What should we do with former judges? #34

Jonakemon · 2022-05-06T13:33:37Z

Former judges are judges whose profile is not available anymore on https://namenlijst.rechtspraak.nl. @siccovansas and I discussed the following solution:

Datetime column called removed_from_rechtspraak_at on the Person model that indicates when the person was removed from the Namenlijst.
If a Person is removed (removed_from_rechtspraak_at is set), we shouldn't include the person by default in the search api. If a query param is set, then former judges can be included.
In the person enrich scraper, removed_from_rechtspraak_at should be set if the namenlijst web page returns an invalid status code.
If removed_from_rechtspraak_at is set, but the page becomes accessible again during a future scrape, removed_from_rechtspraak_at should be reset to None. Persons that have removed_from_rechtspraak_at set should be rescraped periodically.
In Searchfield text update #23 a toggle should be added to be able to filter on former judges.

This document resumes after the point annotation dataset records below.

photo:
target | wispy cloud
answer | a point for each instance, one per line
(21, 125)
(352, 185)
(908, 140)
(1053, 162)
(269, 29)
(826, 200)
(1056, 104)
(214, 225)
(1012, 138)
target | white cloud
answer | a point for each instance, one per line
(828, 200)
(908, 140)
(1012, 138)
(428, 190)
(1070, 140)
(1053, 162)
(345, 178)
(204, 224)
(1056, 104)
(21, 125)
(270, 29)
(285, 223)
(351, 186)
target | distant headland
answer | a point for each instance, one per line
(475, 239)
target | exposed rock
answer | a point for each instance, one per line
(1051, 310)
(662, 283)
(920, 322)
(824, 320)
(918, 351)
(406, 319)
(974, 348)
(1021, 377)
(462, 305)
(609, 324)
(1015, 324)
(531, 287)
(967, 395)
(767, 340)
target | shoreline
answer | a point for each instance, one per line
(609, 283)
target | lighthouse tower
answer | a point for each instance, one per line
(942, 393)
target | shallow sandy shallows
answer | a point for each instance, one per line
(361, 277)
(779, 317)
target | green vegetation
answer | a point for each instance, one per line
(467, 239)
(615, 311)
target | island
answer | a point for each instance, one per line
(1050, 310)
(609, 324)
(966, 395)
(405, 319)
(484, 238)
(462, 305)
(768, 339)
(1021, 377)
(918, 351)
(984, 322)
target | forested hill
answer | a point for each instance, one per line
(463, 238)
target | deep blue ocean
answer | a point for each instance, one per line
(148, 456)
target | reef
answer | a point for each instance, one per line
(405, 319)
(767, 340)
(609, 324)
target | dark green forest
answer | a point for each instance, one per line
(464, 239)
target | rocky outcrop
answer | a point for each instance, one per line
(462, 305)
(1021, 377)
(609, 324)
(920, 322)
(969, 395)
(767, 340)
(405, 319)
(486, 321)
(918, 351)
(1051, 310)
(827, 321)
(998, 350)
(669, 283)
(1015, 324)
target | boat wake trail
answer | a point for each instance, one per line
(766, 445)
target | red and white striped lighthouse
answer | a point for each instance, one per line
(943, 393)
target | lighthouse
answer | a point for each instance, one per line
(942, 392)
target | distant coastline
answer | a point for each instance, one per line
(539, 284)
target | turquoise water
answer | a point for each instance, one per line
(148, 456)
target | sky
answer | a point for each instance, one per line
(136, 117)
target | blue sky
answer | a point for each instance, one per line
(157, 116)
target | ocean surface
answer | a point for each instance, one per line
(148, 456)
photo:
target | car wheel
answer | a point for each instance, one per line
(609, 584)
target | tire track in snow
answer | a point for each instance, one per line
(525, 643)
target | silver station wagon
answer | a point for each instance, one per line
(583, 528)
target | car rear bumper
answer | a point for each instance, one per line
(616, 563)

The text was updated successfully, but these errors were encountered:

ThijmenDam · 2023-05-17T17:55:57Z

On topic: I'd prefer a combination of the first two points, i.e. you give the ability to include former judges via a query parameter, and if you do so, the datetime column provides information on when exactly the person was removed.

Slightly off-topic:

Does the 'former_judges' parameter still work as intended in your latest API release? I cannot seem to find any differences in the API response if I make a request with 'true' or 'false'.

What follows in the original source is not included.